If someone gets a cornea or a heart from a pig — or funding to study those procedures — then they can pay for the care of another pig at an animal sanctuary, Sharp proposed. “You will have animals that represent the whole.”
A variation on this principle can be seen in the participation of children in potentially risky research, said Rebecca Walker, a bioethicist at the University of North Carolina. A sick child enrolled in a clinical trial for an unapproved drug may not receive any personal benefit, but this is considered ethically acceptable because the research will benefit a larger community of children living with this condition.

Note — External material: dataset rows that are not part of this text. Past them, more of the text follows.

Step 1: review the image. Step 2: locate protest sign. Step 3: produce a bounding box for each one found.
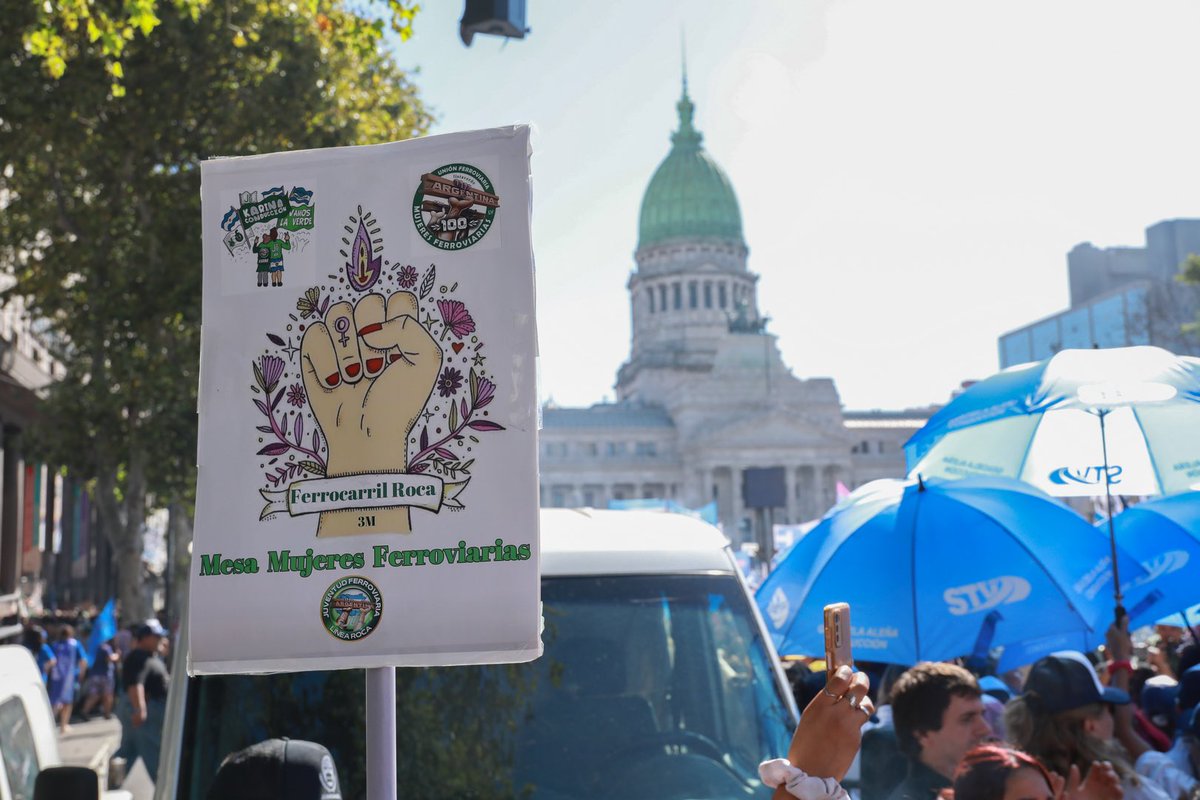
[188,126,541,673]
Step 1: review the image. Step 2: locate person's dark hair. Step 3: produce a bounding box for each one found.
[892,661,983,758]
[1129,667,1158,706]
[1004,694,1138,784]
[1178,642,1200,675]
[875,664,908,705]
[947,745,1054,800]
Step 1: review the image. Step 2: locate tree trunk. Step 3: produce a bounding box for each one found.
[118,447,147,620]
[96,458,150,625]
[167,501,192,625]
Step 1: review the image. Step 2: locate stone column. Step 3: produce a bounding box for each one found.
[725,467,744,546]
[784,467,800,523]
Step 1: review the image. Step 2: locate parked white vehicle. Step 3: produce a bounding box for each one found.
[155,510,801,800]
[0,644,130,800]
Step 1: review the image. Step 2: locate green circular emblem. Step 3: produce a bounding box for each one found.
[320,575,383,642]
[413,164,500,251]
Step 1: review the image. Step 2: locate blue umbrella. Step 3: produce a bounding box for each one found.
[905,347,1200,603]
[1112,492,1200,627]
[756,477,1142,663]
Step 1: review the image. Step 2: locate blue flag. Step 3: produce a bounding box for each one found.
[88,597,116,670]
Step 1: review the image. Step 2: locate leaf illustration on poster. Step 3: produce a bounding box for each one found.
[250,206,504,536]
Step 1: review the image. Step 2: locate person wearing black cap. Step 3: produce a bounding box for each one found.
[1004,651,1187,800]
[205,739,342,800]
[113,619,170,780]
[1166,664,1200,778]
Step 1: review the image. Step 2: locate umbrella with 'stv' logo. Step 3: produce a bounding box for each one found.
[755,477,1145,664]
[905,347,1200,603]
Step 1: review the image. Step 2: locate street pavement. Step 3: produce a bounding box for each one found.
[59,717,154,800]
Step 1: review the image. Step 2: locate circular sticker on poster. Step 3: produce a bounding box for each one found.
[413,163,500,251]
[320,575,383,642]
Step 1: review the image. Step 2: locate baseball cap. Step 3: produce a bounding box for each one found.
[133,618,167,639]
[1025,650,1129,714]
[206,739,342,800]
[1141,675,1180,728]
[979,675,1013,703]
[1176,664,1200,710]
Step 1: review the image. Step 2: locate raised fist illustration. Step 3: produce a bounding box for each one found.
[300,291,442,536]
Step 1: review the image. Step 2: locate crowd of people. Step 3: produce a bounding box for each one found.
[760,616,1200,800]
[23,616,170,775]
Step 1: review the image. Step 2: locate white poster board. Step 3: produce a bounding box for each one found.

“You’re contributing to the group even if you’re not contributing to the individual,” Walker said. “This could be really relevant to the animal case.” For example, research on captive axolotls, a critically endangered salamander species, has yielded information on breast cancer, spina bifida, and tissue regeneration; in return, people can support efforts to help wild axolotls that are now struggling to survive in polluted waterways in Mexico City.
Giving something back to research animals would come at a cost. Some experts have suggested that a portion of drug revenue or research grants could be earmarked for this purpose.
“I’m surprised this hasn’t been done yet,” said Prem Premsrirut, CEO of Mirimus, a company that develops animal models to test new treatments. “I think for anything we do in science, we have to give to those who sacrifice, whether they’re human or animal.”
Translated by Luiz Roberto M. Gonçalves
I have worked in the news industry for over 10 years and have been an author at News Bulletin 247 for the past 5 years. I mostly cover technology news and enjoy writing about the latest gadgets and devices. I am also a huge fan of music and enjoy attending live concerts whenever possible.